How IPCC Reports are Written (it’s quite a process!)
IPCC Plenary Session in 2014. Image: IISD
In anticipation of the IPCC’s new Special Report on Climate Change and Land we’re taking a look into the IPCC and how its scientists write their reports. Yesterday we explained the IPCC’s history and structure and today we’ll explain how their reports are written and the rigor behind them.
The Basics: As Scientific American explained, “Lead authors (LAs) of the report are nominated by governments, with selection based on evidence of active participation in relevant research, and taking into consideration the need for balanced views as well as geographic, gender and age balance. IPCC rules are clear that the content of the chapters is at all times controlled by the LAs. They are asked to assess the relevant peer-reviewed literature and to provide a balanced summary of the present state of scientific knowledge and uncertainty.”

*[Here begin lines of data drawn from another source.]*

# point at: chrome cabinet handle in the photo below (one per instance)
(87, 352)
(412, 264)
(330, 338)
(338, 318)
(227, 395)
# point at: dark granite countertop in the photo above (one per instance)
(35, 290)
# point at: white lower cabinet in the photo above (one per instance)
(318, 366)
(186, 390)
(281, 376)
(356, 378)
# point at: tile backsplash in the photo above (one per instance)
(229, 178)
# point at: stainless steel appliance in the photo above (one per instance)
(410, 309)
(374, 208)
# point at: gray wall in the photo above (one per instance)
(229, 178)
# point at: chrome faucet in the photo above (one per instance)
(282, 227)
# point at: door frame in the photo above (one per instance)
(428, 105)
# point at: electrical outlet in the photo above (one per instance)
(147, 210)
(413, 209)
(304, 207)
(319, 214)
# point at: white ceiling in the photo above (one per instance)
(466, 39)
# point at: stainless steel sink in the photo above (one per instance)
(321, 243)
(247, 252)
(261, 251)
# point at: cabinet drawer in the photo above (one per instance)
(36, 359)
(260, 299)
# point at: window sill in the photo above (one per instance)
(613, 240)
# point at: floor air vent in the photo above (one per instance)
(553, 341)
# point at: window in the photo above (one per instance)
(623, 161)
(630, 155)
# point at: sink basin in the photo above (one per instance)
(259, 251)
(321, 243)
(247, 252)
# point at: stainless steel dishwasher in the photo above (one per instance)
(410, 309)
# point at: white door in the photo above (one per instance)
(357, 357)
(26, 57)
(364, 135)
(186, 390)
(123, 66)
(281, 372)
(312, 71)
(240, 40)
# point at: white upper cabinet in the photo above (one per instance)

How the Authors Are Selected: The IPCC has said of this process that “the selection of authors is a careful process that aims to reflect the range of scientific, technical and socio-economic expertise and to strike a good balance in terms of gender, geographical representation, and representation of experts from developing countries, developed countries and those with economies in transition. It is also important to have a mixture of authors with and without previous experience in the IPCC.”
The Writing Process: The Conversation in their explainer of the IPCC wrote that “each part of the report goes through three stages of drafting and review by experts and governments. All review comments and the responses from the authors on how they addressed the comments are made public. This review process is more open and comprehensive than for any other scientific publication or assessment, including the peer-reviewed science publications on which the reports are based.”

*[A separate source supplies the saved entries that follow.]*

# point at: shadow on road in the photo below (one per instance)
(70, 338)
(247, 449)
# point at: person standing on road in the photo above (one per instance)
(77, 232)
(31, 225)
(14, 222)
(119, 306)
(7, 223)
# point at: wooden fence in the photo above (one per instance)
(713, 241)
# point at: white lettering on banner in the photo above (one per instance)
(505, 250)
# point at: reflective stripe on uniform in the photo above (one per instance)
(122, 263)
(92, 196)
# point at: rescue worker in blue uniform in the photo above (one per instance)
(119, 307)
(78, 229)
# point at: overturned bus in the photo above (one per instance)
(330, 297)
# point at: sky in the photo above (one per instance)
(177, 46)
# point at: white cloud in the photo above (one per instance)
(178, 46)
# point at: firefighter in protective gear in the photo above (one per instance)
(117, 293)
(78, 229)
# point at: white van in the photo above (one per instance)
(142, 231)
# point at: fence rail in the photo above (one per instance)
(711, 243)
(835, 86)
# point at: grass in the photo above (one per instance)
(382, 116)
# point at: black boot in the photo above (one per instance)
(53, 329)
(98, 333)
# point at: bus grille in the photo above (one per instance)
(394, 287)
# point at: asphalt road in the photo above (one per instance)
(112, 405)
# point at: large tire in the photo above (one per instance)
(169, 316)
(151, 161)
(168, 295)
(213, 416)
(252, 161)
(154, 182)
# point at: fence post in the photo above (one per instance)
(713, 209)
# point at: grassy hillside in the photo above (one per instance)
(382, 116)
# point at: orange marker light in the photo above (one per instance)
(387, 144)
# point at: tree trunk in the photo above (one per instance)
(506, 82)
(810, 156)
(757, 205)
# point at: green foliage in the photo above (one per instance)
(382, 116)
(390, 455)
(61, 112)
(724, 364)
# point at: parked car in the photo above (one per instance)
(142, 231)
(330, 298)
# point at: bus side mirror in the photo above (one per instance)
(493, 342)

- The reports are required to present policy-relevant information, but it must be presented in a policy-neutral manner, so there are no recommendations in any IPCC assessment.
Types of Reports: The IPCC prepares comprehensive Assessment Reports about the state of scientific, technical and socio-economic knowledge on climate change, its impacts and future risks, and options for reducing the rate at which climate change is taking place. The IPCC also produces Special Reports on specific topics agreed by its member governments (which is what Thursday’s report will be), as well as Methodology Reports that provide practical guidelines for the preparation of greenhouse gas inventories.
Approving the Report: Assessment Reports, Special Reports, and Synthesis Report include a Summary for Policymakers that is prepared by the authors and approved line by line by a Plenary Session of the IPCC with the delegates in dialogue with the authors.